Verfasst: 29. Okt 2006, 15:27
von hanner2
Wow Antje,

mir geht es gerade haargenauso! Also nicht nur "Oh, das kann ich gut nachvollziehen". Das ist enorm.

> bei mir schlägt wieder die einsamkeit zu.

Das ist eines der schlimmsten Dinge, glaube ich. Menschen, die zuhören und mal in den Arm nehmen, das ist mehr Wert als jedes AD. Aber woher nehmen? Ich nehme auch gerade nur Leute wahr, die Beziehungen haben, in tollen WGs wohnen. Alle scheinen glücklich zu sein. Na, ist ja auch klar. Die Depressiven nimmt man halt nicht so wahr. Die (wir) bleiben mehr zuhause oder fallen einfach nicht so auf.

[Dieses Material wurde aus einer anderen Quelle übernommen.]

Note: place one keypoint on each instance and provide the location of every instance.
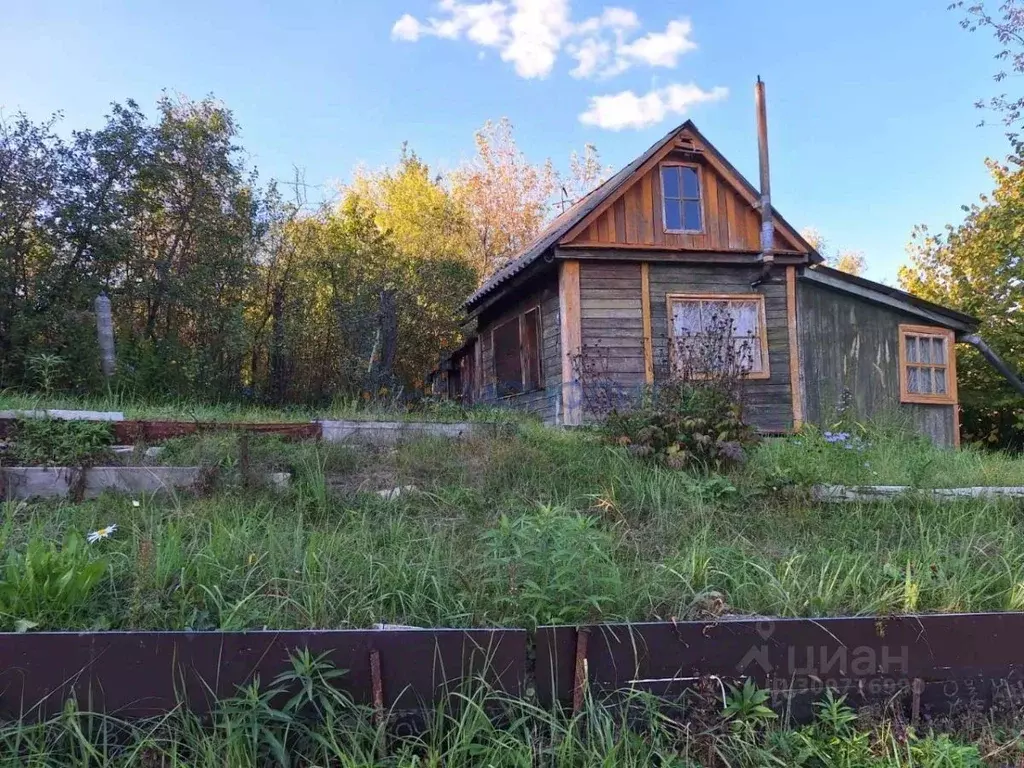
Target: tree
(434, 265)
(586, 173)
(1007, 25)
(851, 262)
(508, 198)
(978, 267)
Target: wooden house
(634, 266)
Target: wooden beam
(595, 251)
(571, 338)
(796, 390)
(648, 342)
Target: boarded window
(681, 199)
(927, 369)
(714, 334)
(517, 353)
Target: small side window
(927, 367)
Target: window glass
(681, 199)
(712, 334)
(926, 366)
(691, 187)
(670, 182)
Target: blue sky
(871, 122)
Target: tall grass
(176, 409)
(529, 528)
(301, 719)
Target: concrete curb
(390, 432)
(840, 494)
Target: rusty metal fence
(925, 665)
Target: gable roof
(569, 218)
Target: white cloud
(530, 34)
(660, 48)
(407, 29)
(627, 110)
(538, 29)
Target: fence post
(104, 335)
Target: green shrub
(60, 442)
(552, 566)
(48, 586)
(685, 425)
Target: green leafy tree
(851, 262)
(978, 267)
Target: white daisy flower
(107, 532)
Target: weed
(59, 442)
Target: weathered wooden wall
(546, 402)
(635, 218)
(852, 344)
(612, 327)
(611, 322)
(768, 402)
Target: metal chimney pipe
(767, 227)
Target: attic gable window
(927, 366)
(681, 207)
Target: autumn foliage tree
(223, 289)
(978, 267)
(507, 197)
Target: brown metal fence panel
(928, 665)
(141, 674)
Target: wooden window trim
(520, 317)
(700, 190)
(905, 395)
(731, 297)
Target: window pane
(716, 318)
(924, 349)
(744, 318)
(911, 349)
(673, 217)
(686, 317)
(670, 181)
(691, 214)
(913, 379)
(691, 184)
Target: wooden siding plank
(646, 210)
(620, 209)
(723, 222)
(571, 340)
(711, 210)
(658, 220)
(648, 352)
(795, 387)
(632, 208)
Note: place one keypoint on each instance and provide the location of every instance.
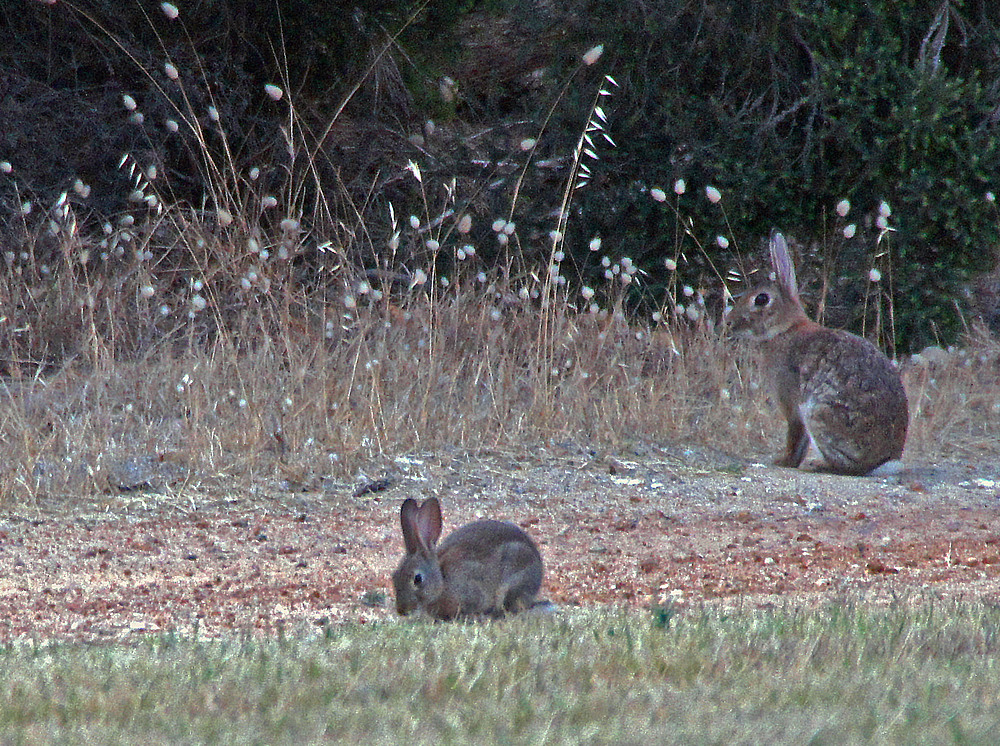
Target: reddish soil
(682, 527)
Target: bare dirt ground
(664, 524)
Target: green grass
(851, 672)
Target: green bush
(788, 108)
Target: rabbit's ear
(784, 270)
(408, 520)
(429, 522)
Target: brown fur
(831, 385)
(484, 568)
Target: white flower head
(593, 54)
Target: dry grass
(285, 393)
(286, 328)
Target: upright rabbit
(833, 387)
(484, 568)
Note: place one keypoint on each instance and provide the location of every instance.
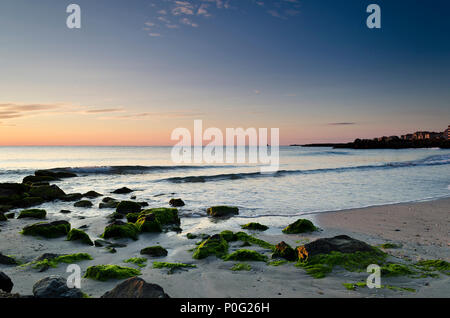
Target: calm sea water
(309, 180)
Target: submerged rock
(55, 287)
(222, 210)
(136, 287)
(6, 283)
(125, 207)
(176, 202)
(300, 226)
(123, 190)
(49, 230)
(83, 204)
(155, 251)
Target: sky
(136, 70)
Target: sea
(309, 180)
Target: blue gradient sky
(138, 69)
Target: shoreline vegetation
(333, 250)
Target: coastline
(213, 277)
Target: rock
(6, 283)
(83, 204)
(155, 251)
(176, 202)
(148, 223)
(340, 243)
(33, 214)
(79, 235)
(55, 287)
(283, 250)
(6, 260)
(49, 230)
(72, 197)
(300, 226)
(92, 195)
(125, 207)
(123, 190)
(214, 245)
(47, 192)
(221, 211)
(136, 287)
(119, 229)
(254, 226)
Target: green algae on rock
(253, 226)
(214, 245)
(155, 251)
(32, 213)
(79, 235)
(222, 210)
(119, 229)
(106, 272)
(246, 255)
(300, 226)
(139, 261)
(125, 207)
(49, 230)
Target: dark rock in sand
(55, 287)
(92, 195)
(283, 250)
(340, 243)
(6, 283)
(176, 202)
(83, 204)
(136, 287)
(126, 207)
(6, 260)
(123, 190)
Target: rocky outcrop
(136, 287)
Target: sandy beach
(421, 229)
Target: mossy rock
(246, 255)
(92, 194)
(253, 226)
(132, 217)
(222, 211)
(148, 223)
(155, 251)
(165, 216)
(125, 207)
(49, 230)
(106, 272)
(214, 245)
(300, 226)
(72, 197)
(47, 192)
(79, 235)
(119, 229)
(83, 204)
(32, 213)
(176, 202)
(283, 250)
(35, 179)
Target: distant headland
(419, 139)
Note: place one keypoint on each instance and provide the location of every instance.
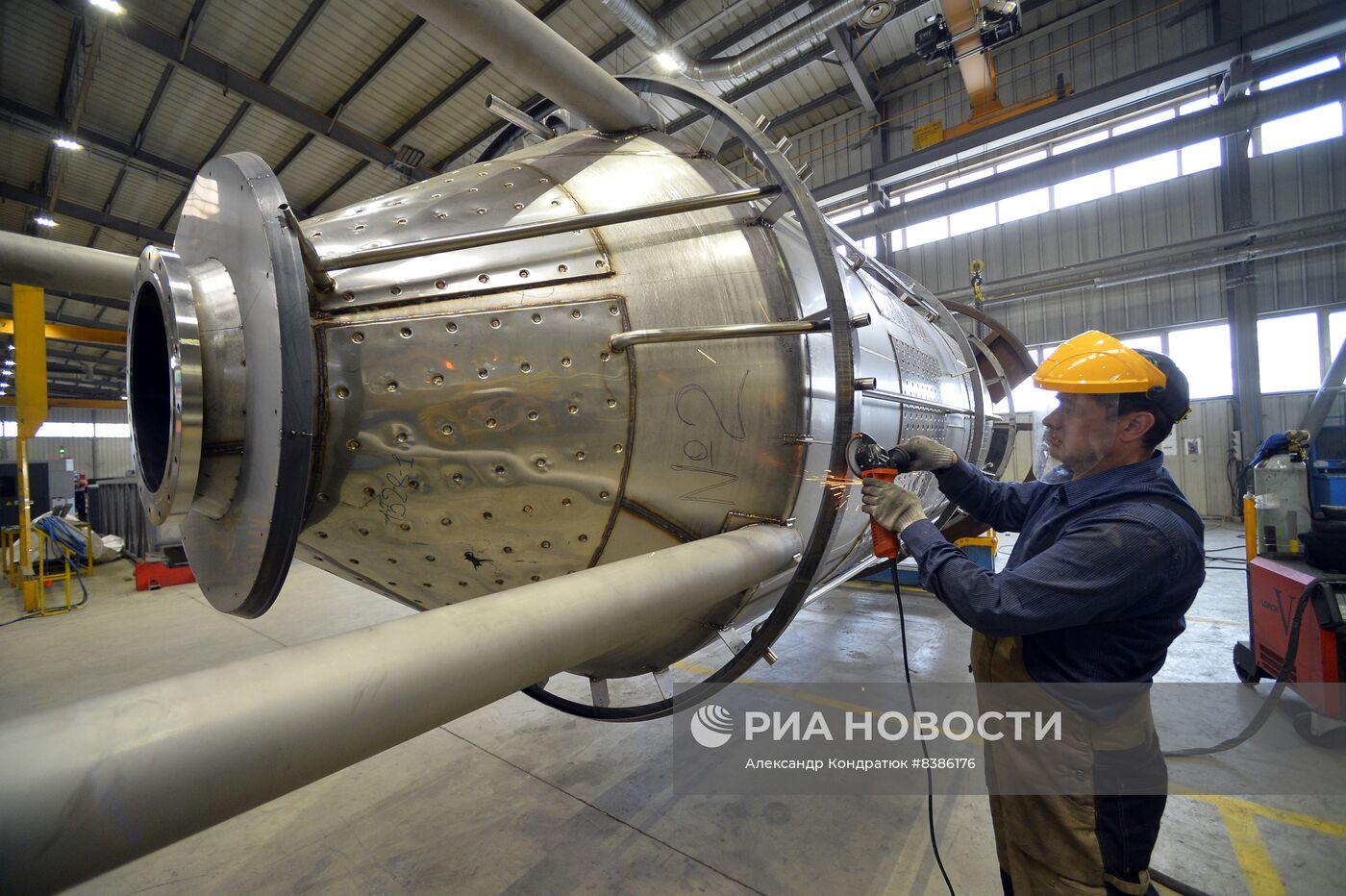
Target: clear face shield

> ich finde, dass es ein entsetzliches gefühl
> ist, mit dem ich nicht so richtig umgehen u
> nd aushalten kann. ich bin wieder dabei,
> das internet nach einsamkeit zu
> durchforsten, aber es hilft auch nicht.

Das habe ich auch gemacht. Aber was soll das? Eine Definition von Einsamkeit finden? Feststellen, dass es auch andere gibt. Das ist für Depressionen allgemein schon ganz gut, da man sich austauschen kann. Aber Einsamkeit ist nicht, worüber man diskutieren könnte. Das ist da oder nicht. Aber beim Finden von Beiträgen zum Thema habe ich mich gefragt, ob Einsamkeit Depressionen auslösen kann oder ob Einsamkeit eher die Folge von Depression ist.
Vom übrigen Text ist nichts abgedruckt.